Greg Bernhardt said:
Thanks @Ackbach, what physics forum can we move this to?
STEM Educators and Teaching, I think.

Greg Bernhardt
The derivation in post #1 could be streamlined a bit. As already shown, one gets the expression for the speed squared using energy conservation, $$v^{2}= \frac{10g}{7}[h-x \sin( \theta)].$$The acceleration in the ##x## direction (along the incline) is $$a=\frac{dv}{dt}=\frac{dv}{dx}\frac{dx}{dt}=v\frac{dv}{dx}=\frac{1}{2}\frac{d}{dx}\left(v^2\right)=\frac{1}{2} \frac{10g}{7}[- \sin( \theta)]=-\frac{5g}{7}\sin(\theta).$$Assuming that ##v_0=0## and since the acceleration is constant, it follows that $$x(t)=x_0-\frac{5g}{14}\sin(\theta)~t^2.$$

pbuk, PeroK and Ackbach
kuruman said:
The derivation in post #1 could be streamlined a bit. As already shown, one gets the expression for the speed squared using energy conservation, $$v^{2}= \frac{10g}{7}[h-x \sin( \theta)].$$The acceleration in the ##x## direction (along the incline) is $$a=\frac{dv}{dt}=\frac{dv}{dx}\frac{dx}{dt}=v\frac{dv}{dx}=\frac{1}{2}\frac{d}{dx}\left(v^2\right)=\frac{1}{2} \frac{10g}{7}[- \sin( \theta)]=-\frac{5g}{7}\sin(\theta).$$Assuming that ##v_0=0## and since the acceleration is constant, it follows that $$x(t)=x_0-\frac{5g}{14}\sin(\theta)~t^2.$$
True, no doubt. There might be a very few students who could do that trick, but I doubt there would be many. And as R. L. Moore would have said, let the student use any valid method they choose.

Ackbach said:
True, no doubt. There might be a very few students who could do that trick, but I doubt there would be many. And as R. L. Moore would have said, let the student use any valid method they choose.
I wholeheartedly agree. It is a simple "trick" that involves differentiation and avoids integration when the acceleration is constant. I routinely showed it to my students as an alternative and let them choose whatever method they felt comfortable with.

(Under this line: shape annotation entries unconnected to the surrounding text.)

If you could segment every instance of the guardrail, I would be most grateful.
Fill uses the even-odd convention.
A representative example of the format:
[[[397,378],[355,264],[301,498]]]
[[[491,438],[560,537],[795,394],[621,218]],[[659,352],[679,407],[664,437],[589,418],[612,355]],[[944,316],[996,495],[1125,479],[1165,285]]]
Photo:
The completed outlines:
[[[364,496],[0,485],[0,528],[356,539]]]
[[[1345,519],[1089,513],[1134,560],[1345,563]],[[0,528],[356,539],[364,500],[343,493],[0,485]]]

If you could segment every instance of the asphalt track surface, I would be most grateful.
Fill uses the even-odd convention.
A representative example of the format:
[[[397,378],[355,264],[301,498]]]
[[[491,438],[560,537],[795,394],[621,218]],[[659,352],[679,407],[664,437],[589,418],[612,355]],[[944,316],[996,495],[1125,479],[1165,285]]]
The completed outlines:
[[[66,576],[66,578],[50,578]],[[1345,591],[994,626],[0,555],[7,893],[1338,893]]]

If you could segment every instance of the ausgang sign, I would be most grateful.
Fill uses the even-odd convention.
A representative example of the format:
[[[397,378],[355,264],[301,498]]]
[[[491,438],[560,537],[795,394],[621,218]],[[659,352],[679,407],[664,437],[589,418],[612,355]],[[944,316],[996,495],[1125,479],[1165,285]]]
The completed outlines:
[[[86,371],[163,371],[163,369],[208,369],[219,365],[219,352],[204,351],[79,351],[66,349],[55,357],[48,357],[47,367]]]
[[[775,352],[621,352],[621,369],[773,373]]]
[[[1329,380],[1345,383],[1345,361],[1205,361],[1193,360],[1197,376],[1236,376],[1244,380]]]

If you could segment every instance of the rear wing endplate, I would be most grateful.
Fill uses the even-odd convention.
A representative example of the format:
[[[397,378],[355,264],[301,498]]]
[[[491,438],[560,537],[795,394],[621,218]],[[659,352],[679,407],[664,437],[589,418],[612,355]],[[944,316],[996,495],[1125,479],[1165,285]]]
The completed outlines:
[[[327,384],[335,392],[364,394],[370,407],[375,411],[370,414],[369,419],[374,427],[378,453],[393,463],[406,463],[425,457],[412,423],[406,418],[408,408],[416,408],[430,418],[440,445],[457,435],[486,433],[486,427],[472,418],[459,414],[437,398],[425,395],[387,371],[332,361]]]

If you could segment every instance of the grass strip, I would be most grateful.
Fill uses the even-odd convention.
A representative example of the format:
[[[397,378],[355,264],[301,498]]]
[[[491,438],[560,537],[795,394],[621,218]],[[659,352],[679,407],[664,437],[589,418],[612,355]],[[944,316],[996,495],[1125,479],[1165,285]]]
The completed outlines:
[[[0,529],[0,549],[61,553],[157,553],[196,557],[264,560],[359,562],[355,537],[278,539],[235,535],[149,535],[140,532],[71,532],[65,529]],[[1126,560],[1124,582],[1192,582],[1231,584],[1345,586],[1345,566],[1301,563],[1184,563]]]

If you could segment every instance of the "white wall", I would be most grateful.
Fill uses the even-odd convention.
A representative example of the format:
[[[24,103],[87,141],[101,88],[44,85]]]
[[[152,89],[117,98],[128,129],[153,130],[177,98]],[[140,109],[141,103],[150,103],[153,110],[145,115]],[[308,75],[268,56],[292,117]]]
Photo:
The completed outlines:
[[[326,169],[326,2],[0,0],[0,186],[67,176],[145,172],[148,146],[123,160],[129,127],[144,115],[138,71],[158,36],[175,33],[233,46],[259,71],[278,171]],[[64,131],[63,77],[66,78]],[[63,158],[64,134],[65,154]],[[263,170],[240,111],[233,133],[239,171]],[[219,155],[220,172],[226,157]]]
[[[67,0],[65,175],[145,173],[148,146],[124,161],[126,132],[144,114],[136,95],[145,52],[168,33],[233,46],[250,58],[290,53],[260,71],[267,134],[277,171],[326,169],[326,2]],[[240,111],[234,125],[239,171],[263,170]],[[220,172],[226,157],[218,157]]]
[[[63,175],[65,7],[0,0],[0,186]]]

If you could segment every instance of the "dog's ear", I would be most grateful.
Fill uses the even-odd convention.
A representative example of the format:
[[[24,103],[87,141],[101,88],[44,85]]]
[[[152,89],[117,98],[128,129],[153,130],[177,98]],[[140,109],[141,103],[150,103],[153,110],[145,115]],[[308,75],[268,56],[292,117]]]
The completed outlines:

Not exactly R. L. Moore's teaching style.

Ackbach
I've never taught maths or physics, but I like the idea of using a general moment of inertia of the form ##I = kmr^2##. Then finding that only ##k## is significant. I.e. rolling under gravity depends only on the shape of the object, not on its size or mass.

vela and kuruman
PeroK said:
##\dots~## rolling under gravity depends only on the shape of the object, not on its size or mass.

Ackbach said:
There might be a very few students who could do that trick, but I doubt there would be many.
I disagree. Differentiation using the chain rule is much simpler than integrating using a substitution - particularly if you are distracted by introducing the variable ## a ## to mean something other than acceleration - why would you choose that? Also it is all much easier if you ignore the "starting height" and just consider the difference in height which we can write immediately as ## (\sin \theta) x ##.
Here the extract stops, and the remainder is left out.